Twelve of the patients evacuated to Palm Beach today were being treated on the USNS Comfort, a hospital ship sailing off the shores of Port-au-Prince. The rest were patients at the University of Miami's clinic on the Port-au-Prince airfield.
USNS Comfort, Haiti Medevac Flights
Jose Guzman for AOL
After a five-day suspension of medical flights, the U.S. Air Force transported 19 patients from Haiti to Palm Beach, Fla. to receive medical treatment. Here, a patient waits at the Port-au-Prince airport to be evacuated.

The Air Force, which has evacuated about half of the 500 Haitian patients flown to the United States for treatment, typically flies one medical evacuation per day, with a capacity for as many as 25 patients.

The U.S. Navy is building a 250-bed clinic on two soccer fields near the U.S. Embassy, mainly "to relieve the burden" on the Comfort, said Navy press officer John Schofield.
Col. Leonardo Protenna
Jose Guzman for AOL
Col. Leonardo Protenna, the chief of the Air Force's medical operations in Haiti, said some critically-ill patients have continued to be evacuated on private air ambulances.
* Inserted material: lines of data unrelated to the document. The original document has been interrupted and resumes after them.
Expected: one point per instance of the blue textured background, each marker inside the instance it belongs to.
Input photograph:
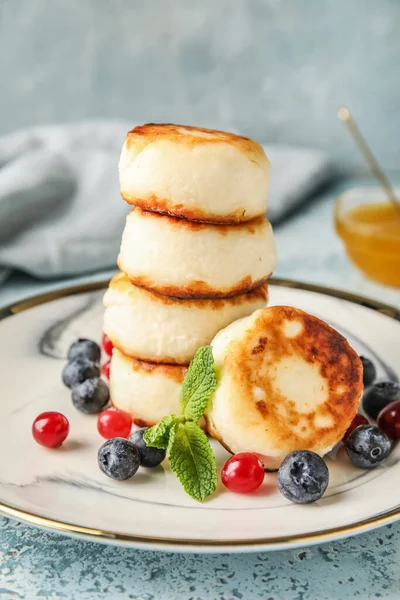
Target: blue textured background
(273, 69)
(41, 565)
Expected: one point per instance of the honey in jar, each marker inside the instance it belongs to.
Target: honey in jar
(370, 230)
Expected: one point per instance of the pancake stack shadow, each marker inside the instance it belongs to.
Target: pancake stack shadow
(195, 255)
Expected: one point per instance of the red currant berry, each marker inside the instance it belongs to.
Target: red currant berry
(389, 420)
(50, 429)
(107, 344)
(243, 473)
(105, 369)
(358, 420)
(114, 423)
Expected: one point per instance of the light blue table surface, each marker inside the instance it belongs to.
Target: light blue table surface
(34, 564)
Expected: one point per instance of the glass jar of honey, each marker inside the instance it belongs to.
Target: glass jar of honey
(369, 226)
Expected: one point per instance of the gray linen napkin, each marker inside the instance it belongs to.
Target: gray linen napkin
(60, 209)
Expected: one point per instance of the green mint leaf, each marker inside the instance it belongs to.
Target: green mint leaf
(158, 435)
(199, 384)
(192, 459)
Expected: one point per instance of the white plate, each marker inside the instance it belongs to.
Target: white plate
(64, 490)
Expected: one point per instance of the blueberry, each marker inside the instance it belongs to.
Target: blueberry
(118, 458)
(78, 370)
(91, 396)
(378, 396)
(369, 371)
(84, 348)
(367, 446)
(149, 457)
(303, 477)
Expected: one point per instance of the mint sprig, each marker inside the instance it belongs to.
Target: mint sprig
(199, 383)
(158, 436)
(188, 448)
(192, 460)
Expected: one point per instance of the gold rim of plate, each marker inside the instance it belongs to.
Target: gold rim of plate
(110, 536)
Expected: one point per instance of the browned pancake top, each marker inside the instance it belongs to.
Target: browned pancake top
(123, 284)
(283, 343)
(190, 136)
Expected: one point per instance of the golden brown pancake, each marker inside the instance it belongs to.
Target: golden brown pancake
(147, 391)
(164, 329)
(200, 174)
(185, 259)
(286, 381)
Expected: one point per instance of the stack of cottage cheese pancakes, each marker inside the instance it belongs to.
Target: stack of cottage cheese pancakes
(196, 255)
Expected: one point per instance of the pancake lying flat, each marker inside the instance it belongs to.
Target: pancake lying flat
(163, 329)
(182, 258)
(200, 174)
(286, 381)
(146, 390)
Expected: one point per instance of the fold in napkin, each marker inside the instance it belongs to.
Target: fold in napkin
(60, 209)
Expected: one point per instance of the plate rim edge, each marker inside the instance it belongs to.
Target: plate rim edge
(175, 544)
Haitian patients in critical condition have continued in some cases to receive medical evacuations on private air ambulances, said Col. Leonardo Protenna, an internist and the chief of the Air Force's medical operations in Haiti. None of the hospital facilities in Haiti currently can perform neurosurgery or handle severe burn patients, he said.

Protenna could not say whether any patients had died during the five-day suspension.

"There are people who die every day in Haiti, and I can't tell whether it's because they haven't been Medevaced or not," he said.

Rose Laure Louis' house in Port-au-Prince collapsed in the Jan. 12 earthquake, injuring her parents, her sister and a cousin. Her sister, six months pregnant, stayed two days in the hospital and was among the 19 Haitians sent to Palm Beach.

"I don't know how things work there, but I am happy that we are going," said Louis, 18, who was accompanying her sister. She prepared to leave for the United States in a shower cap, shorts and sandals, carrying a plastic bag full of her sister's children's dolls.